China’s second innovation is CASC’s hypersonic spaceplane, which was announced in August 2016. Its engine and other critical technology are slated for completion by 2020, and a full-scale hypersonic spaceplane is expected to fly by 2030.
CASC’s ambitions match the projected timeline for the rocket-assisted scramjet being built by the Beijing Power Machinery Research Institute for near space strike and reconnaissance, as well as dual- and single-stage-to-orbit (SSTO) vehicles. BPMRI will commence full-scale testing of the technology demonstrator in 2020, followed by the flight of a full scale afterward. Further improvements will lead to a scramjet engine powerful enough for an SSTO hypersonic plane to fly directly to orbit in one piece, as opposed to the DSTO model, where only part of the spacecraft makes it to orbit. Compared to the smaller and cheaper DSTO, a sufficiently fueled SSTO spaceplane could depart from and reenter orbit on multiple occasions during the same flight, traveling at greater speed compared to a near-space-only hypersonic aircraft.
CASC also has more conservative plans for its own DSTO program. Its GLEX 2017 presentation showed a three-phase DSTO approach. The first phase involves a reuseable hypersonic rocket plane with an expendable upper stage rocket.

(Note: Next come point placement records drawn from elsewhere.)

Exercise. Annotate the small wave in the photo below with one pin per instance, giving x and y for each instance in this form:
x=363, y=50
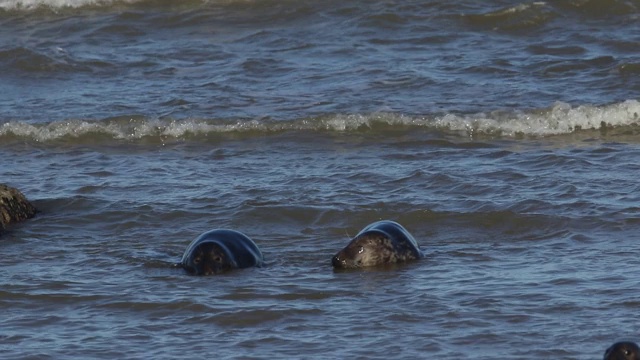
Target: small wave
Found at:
x=559, y=119
x=54, y=4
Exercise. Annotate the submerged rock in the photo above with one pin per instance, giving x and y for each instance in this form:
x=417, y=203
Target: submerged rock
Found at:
x=14, y=207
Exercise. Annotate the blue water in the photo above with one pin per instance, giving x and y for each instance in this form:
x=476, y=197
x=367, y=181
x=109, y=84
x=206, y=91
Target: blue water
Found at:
x=503, y=135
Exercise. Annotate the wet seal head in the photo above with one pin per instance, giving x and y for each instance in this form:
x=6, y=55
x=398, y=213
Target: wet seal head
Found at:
x=380, y=243
x=218, y=251
x=623, y=350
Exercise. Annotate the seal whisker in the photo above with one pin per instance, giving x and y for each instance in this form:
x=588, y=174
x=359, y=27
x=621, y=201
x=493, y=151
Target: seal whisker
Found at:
x=383, y=242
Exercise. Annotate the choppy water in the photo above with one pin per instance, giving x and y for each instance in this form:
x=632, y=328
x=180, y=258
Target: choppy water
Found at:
x=503, y=135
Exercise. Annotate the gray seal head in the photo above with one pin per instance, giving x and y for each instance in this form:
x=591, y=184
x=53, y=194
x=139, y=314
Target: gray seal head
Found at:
x=380, y=243
x=217, y=251
x=623, y=350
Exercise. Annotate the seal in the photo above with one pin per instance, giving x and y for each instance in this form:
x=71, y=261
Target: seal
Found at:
x=220, y=250
x=383, y=242
x=623, y=350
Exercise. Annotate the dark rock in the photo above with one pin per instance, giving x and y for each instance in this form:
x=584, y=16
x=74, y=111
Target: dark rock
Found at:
x=14, y=207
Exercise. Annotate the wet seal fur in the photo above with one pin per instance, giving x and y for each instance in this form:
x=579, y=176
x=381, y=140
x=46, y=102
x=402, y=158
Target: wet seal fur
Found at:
x=221, y=250
x=380, y=243
x=623, y=350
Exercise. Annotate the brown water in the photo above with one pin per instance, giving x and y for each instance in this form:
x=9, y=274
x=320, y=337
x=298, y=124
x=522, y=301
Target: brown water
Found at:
x=136, y=126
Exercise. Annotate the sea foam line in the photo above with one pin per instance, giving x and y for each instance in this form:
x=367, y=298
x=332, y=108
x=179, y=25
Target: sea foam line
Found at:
x=558, y=119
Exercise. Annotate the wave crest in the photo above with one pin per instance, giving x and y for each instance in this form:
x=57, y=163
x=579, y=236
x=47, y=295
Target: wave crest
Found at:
x=558, y=119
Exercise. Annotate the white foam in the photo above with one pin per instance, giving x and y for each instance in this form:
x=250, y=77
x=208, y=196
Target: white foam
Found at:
x=559, y=119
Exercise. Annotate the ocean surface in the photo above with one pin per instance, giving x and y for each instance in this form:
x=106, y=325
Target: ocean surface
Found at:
x=504, y=135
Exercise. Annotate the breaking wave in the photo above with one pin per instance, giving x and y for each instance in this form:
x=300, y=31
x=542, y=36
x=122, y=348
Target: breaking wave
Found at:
x=561, y=118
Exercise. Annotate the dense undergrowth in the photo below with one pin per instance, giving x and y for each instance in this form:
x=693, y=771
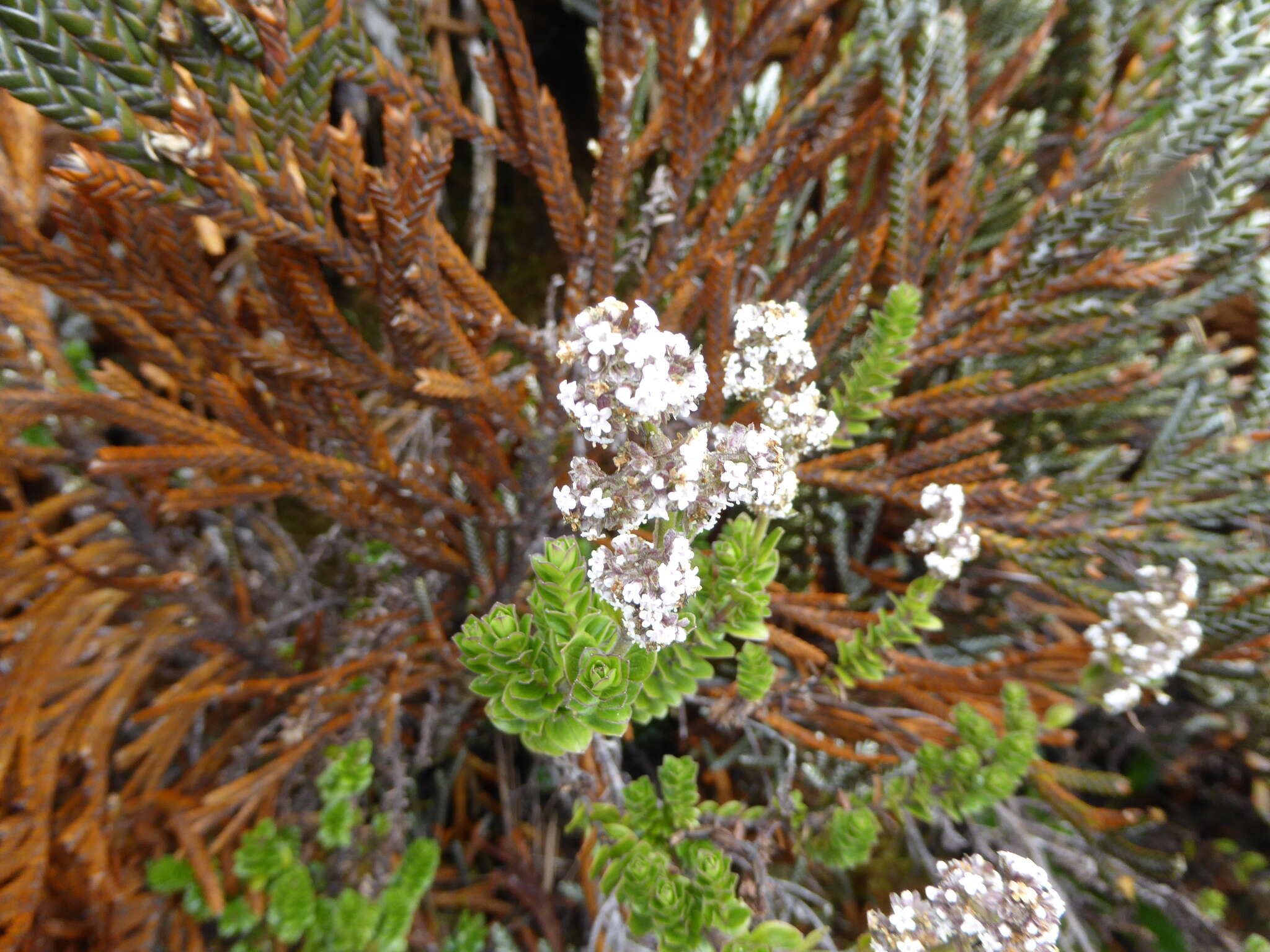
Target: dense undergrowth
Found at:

In September 2016, CASC had also announced plans for a vertical-takeoff, rocket-powered spaceplane known as the Scaled Suborbital Vehicle. This Mach 8, 20-passenger, 100-ton rocket plane can reach an altitude of 81 miles and carry a second-stage rocket with a 2-ton payload. It is likely that Phase 1 of the CASC DSTO is the Scaled Suborbital Vehicle.
The second phase, similar to the Teng Yun, makes rocket-powered aircraft reusable. The upper stage, shaped like the Shenlong robotic spacecraft, returns by landing on a runway.
The third final phase of the CASC DSTO proposal shows that the first stage, like Teng Yun, will be powered by TRCC engines. Like the Teng Yun, the hypersonic carrier developed in third phase will likely be capable of extended near-space hypersonic operations.